One year after the credibility of CBS News collapsed over their use of fake memos against George W. Bush, lame attempts to rehabilitate CBS seem to be everywhere. Dan Rather is now telling anyone who will listen that after defending the report, then apologizing for it, he now thinks it’s true again. Al Gore is suggesting Rather was demoted because the all-powerful White House was angry. At a ceremony for the news and documentary Emmy awards, ABC’s Ted Koppel and MSNBC boss Rick Kaplan scrambled like the King’s men reassembling Humpty Dumpty. But the eggy mess remains.
In his tribute to Rather, Koppel proclaimed: “Those of us who know you, Dan, those of us who have competed against you, know you to be a man of honesty and integrity and decency.” It would have been a great line for a roast. But nobody laughed, because Ted was dead serious at this media gathering. Koppel acknowledged weakly that “it appears” Rather “made a mistake” on that National Guard report. “I would simply urge your most vociferous critics to take a page from the White House's own playbook. When one of their own a makes a mistake, they stress the importance of looking to the future and of not playing the blame game.”

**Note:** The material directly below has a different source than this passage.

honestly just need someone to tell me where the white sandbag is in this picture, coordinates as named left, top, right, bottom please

That prompted hearty applause from the assembled scribes. This was not a ceremony dedicated to excellence and accuracy in journalism. It was a pep rally for Team Journalism, still in a feisty battle with Team Bush. Disgraced Dan Rather drew a standing ovation that lasted over a minute.
Rick Kaplan seconded the emotion. “As was the practice in all he did, Dan was meticulously careful to be fair and balanced and accurate.” Maybe he was referring to Meticulous Dan attending a Democratic fundraiser in Texas with his daughter and Tom DeLay’s partisan prosecutor, Ronnie Earle? I don’t know. But then, who is newsroom boss Kaplan who never found a presidential golf outing or a stay in the Lincoln Bedroom during the Clinton years to be an appearance problem to judge appearances?

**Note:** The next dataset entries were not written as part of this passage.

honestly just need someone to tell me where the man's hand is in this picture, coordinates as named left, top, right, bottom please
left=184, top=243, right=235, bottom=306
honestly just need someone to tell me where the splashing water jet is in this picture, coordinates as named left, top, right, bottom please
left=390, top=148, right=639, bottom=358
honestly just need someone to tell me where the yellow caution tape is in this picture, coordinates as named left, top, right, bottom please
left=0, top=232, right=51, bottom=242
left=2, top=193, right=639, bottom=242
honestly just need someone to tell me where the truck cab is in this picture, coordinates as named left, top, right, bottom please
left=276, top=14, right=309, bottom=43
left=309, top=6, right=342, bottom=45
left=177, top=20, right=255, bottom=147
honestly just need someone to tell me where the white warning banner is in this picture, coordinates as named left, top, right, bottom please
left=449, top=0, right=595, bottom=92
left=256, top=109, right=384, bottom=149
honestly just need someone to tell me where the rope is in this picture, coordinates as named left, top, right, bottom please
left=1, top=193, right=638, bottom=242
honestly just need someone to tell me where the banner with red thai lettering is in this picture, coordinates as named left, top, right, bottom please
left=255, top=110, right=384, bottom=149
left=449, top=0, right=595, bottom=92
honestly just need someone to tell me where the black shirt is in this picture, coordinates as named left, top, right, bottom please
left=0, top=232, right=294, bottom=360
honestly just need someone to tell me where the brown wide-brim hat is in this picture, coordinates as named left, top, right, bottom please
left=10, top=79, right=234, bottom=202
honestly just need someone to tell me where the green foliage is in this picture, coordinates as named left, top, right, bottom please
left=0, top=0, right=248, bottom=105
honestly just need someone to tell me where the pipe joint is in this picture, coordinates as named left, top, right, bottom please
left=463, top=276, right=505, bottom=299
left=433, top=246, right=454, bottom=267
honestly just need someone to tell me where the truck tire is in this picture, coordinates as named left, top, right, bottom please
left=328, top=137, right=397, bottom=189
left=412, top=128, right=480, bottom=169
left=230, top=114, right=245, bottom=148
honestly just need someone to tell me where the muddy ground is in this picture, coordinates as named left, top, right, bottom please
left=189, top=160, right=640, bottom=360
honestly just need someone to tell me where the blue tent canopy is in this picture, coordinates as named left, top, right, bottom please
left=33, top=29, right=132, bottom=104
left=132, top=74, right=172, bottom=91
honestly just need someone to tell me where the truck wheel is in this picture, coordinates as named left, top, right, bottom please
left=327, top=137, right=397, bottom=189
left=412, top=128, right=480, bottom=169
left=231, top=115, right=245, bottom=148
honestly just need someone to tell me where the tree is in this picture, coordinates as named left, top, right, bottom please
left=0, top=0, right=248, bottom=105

The media were all about accuracy and fairness, Kaplan insisted, until conservatives muddied the waters. “When did we allow those with questionable agendas to take the lead and convince people of something quite the opposite? It’s shameful.” Conservatives should be ashamed when they try to convince people it’s not fair to take faxed copies of a Microsoft Word document and try to pass it off as thirty years old? What Kaplan and Company were saying is that it’s not corrupt to lie about conservatives. It’s only corrupt to lose to them.
The same message emanates from the new George Clooney movie, “Good Night and Good Luck,” which glorifies the so-called Golden Age when CBS’s Edward R. Murrow threw every media dirty trick into a “See It Now” attack against Sen. Joseph McCarthy.

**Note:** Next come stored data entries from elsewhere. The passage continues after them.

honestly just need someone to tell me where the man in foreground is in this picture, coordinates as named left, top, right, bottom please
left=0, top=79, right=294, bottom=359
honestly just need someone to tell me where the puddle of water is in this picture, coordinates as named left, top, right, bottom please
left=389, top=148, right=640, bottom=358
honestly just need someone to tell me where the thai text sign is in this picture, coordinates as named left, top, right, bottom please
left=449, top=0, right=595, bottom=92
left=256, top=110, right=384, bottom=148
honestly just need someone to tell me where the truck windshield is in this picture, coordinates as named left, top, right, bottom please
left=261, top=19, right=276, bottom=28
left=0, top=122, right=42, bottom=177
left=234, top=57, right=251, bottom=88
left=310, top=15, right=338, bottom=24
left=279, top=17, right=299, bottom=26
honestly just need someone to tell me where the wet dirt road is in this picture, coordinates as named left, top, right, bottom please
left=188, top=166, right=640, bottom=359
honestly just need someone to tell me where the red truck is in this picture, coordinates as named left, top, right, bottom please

Jack Shafer’s takedown for the website Slate notes the 1954 Murrow show Clooney adores was actually a hatchet job. Shafer noted that “The program's manipulative and partisan techniques were enough to creep out two of McCarthy's dedicated foes in the press, John Cogley and Gilbert Seldes.”
But Dan Rather and CBS often have shown their belief that good journalism depends mostly on selecting good targets; whether the shots fired at those targets are true or ethical isn’t really the point. All that matters is: was the target destroyed?
We shouldn’t be surprised, therefore, when Clooney told the Village Voice that “Dan Rather loves, loves, loves this movie.” Clooney expressed sadness at Rather’s predicament, quoting Marvin Kalb. “What's important to remember about Rather is that the story was right, but the source was wrong.” It was fake, but accurate.
Dan Rather routinely claimed it’s his job to be fair and accurate, and, as he said in 1997, “I do agree that one test of a reporter is how often he or she is able to keep their emotions out of what they are doing and keep their own biases and agendas out of it.” Rather perpetually flunked that test. To honor Rather now, after his transparently dishonest reporting on Bush’s service record and the Nixonian stonewalling afterward, is to perpetuate the idea that honest journalism is a myth.